François Mitterrand à son arrivée à Kigali et son homologue rwandais, Juvénal Habyarimana, le 10 décembre 1984. (Georges Gobet/AFP)
par Olivier Wieviorka, Historien
publié le 5 avril 2024 à 17h47

Si le génocide des Tutsis, en 1994, représente un drame pour le peuple rwandais, il constitue aussi un désastre pour la Ve République : la grave implication de la France dans ce drame est indissociable de la compromission du pouvoir présidentiel, celui de François Mitterrand. Telle est, résumée à gros traits, la thèse que défend Vincent Duclert, ancien président de la commission du même nom, dans un livre aussi précis qu’informé (1).

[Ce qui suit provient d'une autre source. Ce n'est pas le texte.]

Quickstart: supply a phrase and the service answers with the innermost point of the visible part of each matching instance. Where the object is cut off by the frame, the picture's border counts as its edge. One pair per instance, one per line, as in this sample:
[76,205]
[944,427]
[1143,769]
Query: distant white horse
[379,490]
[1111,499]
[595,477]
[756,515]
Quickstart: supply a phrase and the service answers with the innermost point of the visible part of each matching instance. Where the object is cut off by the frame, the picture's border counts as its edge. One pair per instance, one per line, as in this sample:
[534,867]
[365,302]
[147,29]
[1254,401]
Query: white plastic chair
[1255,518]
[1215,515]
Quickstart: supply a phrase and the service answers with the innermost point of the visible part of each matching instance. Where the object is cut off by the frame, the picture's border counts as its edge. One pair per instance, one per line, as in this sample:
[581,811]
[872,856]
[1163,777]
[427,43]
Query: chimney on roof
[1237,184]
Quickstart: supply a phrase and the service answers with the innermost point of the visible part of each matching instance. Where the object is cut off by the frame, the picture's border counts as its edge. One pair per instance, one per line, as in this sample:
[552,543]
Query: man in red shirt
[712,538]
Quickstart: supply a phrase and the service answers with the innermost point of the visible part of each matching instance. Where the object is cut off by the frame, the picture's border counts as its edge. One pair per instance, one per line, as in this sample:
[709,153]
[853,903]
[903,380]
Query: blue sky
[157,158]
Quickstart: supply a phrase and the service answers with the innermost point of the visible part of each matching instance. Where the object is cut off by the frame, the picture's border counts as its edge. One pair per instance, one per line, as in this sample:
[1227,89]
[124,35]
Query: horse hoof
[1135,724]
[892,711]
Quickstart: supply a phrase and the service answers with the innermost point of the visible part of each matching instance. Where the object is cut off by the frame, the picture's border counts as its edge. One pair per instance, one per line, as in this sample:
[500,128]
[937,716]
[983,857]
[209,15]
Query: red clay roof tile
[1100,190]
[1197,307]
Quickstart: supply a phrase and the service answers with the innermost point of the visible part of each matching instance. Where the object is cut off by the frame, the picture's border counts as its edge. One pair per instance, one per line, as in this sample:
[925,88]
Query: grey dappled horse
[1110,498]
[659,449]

Les faits sont connus. Le 7 avril 1994, des ultra Hutus – l’ethnie dominante dans l’ancienne colonie belge – déclenchent l’extermination des Tutsis dans le sillage de l’attentat ayant coûté la veille la vie au président Habyarimana. Des signes précurseurs annonçaient pourtant la tempête. Après avoir accédé au pouvoir à la faveur d’un coup d’Etat en 1973, le dictateur avait mené une politique hostile à la minorité tutsie, tout en construisant un régime fondé sur la violence, la prédation, la corruption et le racisme.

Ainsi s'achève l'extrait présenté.